De même des instances locales souveraines d’un même parti peuvent expérimenter localement ou dans leur secteur des positions différentes sur des problèmes les concernant directement. Le « centralisme », dans ce cas, n’est pas incompatible avec un certain fédéralisme : il réside davantage dans le dialogue que dans la décision disciplinaire. Une majorité peut en effet être en désaccord avec la pratique d’une section locale, le dire sans faire obstacle à l’expérience, pour tirer ensuite ensemble les leçons (dans un sens ou dans l’autre) pour tout le parti.
La discipline ne vaut donc que par rapport à de grandes initiatives et orientations dans lesquelles un parti doit jeter tout son poids. Non seulement par souci d’efficacité, mais encore par souci de démocratie.
Tout d’abord parce que la démocratie (fût-ce au sein d’une organisation) n’est démocratie (et non simple consultation d’opinion) que si elle a un enjeu. La démocratie ne se limite pas au droit à la parole. Une organisation révolutionnaire est plus « juridique » que ne l’imaginent généralement les détracteurs pressés du « léninisme ». Les statuts sont une sorte de constitution définissant des règles de débat pour parvenir à une décision et des moyens de participation à ces débats (circulation de texte, d’orateurs, mode de délégation), car il n’est de démocratie qu’organisée. En outre, une commission de contrôle (sorte de conseil constitutionnel) veille à ce que les statuts soient respectés et à ce que leur interprétation ne fluctue pas au gré des majorités de circonstance. La démocratie a donc toujours un coût, aussi bien en temps (qui semble toujours autant de soustrait à l’action) qu’en moyens matériels. Lorsqu’une question importante est tranchée par décision majoritaire, il importe donc que cette décision devienne celle de toute l’organisation. Si chaque interlocuteur (ou courant) applique sa propre orientation à l’issue du débat, la discussion devient gratuite, simple échange d’opinions n’engageant personne à rien. Dans ce cas la démocratie qui ne remplit plus sa fonction est appelée à dépérir.

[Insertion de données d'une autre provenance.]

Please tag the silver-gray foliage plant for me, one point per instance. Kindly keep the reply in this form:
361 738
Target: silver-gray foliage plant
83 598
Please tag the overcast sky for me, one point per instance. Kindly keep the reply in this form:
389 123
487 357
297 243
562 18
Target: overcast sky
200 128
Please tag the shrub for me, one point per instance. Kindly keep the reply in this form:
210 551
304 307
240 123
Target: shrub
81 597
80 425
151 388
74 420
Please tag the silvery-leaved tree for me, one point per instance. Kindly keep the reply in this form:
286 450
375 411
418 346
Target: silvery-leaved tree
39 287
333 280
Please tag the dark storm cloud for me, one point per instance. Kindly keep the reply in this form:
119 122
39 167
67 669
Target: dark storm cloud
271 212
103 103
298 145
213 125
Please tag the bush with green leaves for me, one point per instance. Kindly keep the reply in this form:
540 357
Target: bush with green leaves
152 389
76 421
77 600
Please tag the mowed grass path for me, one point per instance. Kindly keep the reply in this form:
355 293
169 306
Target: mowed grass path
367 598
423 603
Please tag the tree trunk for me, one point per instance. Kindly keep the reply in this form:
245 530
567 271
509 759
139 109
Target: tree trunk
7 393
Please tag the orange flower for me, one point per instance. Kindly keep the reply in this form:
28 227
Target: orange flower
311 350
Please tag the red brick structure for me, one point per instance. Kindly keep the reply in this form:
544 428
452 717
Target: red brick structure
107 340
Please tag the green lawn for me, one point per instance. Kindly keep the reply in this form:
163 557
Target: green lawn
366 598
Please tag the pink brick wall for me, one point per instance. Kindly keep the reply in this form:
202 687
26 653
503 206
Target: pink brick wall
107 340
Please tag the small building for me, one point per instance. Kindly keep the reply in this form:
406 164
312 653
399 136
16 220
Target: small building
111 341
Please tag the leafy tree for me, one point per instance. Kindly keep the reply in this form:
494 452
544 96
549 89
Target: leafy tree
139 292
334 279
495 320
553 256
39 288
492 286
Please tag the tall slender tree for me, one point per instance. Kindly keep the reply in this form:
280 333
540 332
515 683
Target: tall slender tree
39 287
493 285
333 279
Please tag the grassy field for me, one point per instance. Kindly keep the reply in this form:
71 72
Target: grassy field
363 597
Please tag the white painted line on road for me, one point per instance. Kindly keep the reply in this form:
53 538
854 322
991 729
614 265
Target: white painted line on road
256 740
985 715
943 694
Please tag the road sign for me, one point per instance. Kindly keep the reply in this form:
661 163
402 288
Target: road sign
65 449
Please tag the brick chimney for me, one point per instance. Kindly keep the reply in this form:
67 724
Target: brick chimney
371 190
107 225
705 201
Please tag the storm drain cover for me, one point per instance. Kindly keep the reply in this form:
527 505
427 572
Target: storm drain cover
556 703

Cette règle élémentaire de la démocratie majoritaire n’a rien, direz-vous, de spécifiquement centraliste. Et vous n’aurez pas tort. En théorie au moins, elle régit les statuts de la plupart des partis politiques, même si, pour les partis parlementaires, elle ne s’applique guère que sur des questions d’investitures électorales. Mais la discipline dans l’action, entendue au sens large, implique quelque chose de plus : que les décisions prises puissent être collectivement mises à l’épreuve de la pratique. Si chaque position expérimente sa propre orientation, il n’y a plus d’effort d’ensemble pour en tester une à fond. Le va-et-vient entre la discussion et la pratique est rompu : chacun peut continuer à agir selon ses convictions propres en pensant que si tout le monde avait fait pareil, cela « aurait marché ». En dehors d’une pratique collective, rien n’est plus en effet démontrable ni réfutable.
Car la politique n’est pas un jeu spéculatif, mais une lutte. En dernière analyse, une lutte contre (et pour) le pouvoir. Cela peut être déplaisant. Mais c’est ainsi. Le pouvoir existe. Le pouvoir patronal. Le pouvoir d’État, judiciaire, militaire, médiatique… L’ignorer c’est rester sous sa coupe. Refuser de le prendre, c’est se laisser prendre. Lutter contre, c’est créer, organiser, centraliser des contre-pouvoirs. Il y a divers modes de centralisation, sans doute. Une coordination nationale d’infirmières ou de postiers, un comité central de grève, c’est aussi une forme de centralisation. Mieux vaut être conscient du problème et de ses dangers pour se doter des meilleures garanties contre le danger de bureaucratisation et d’autonomisation des dirigeants, sachant que ces garanties ne sont jamais absolues, que de croire leur échapper.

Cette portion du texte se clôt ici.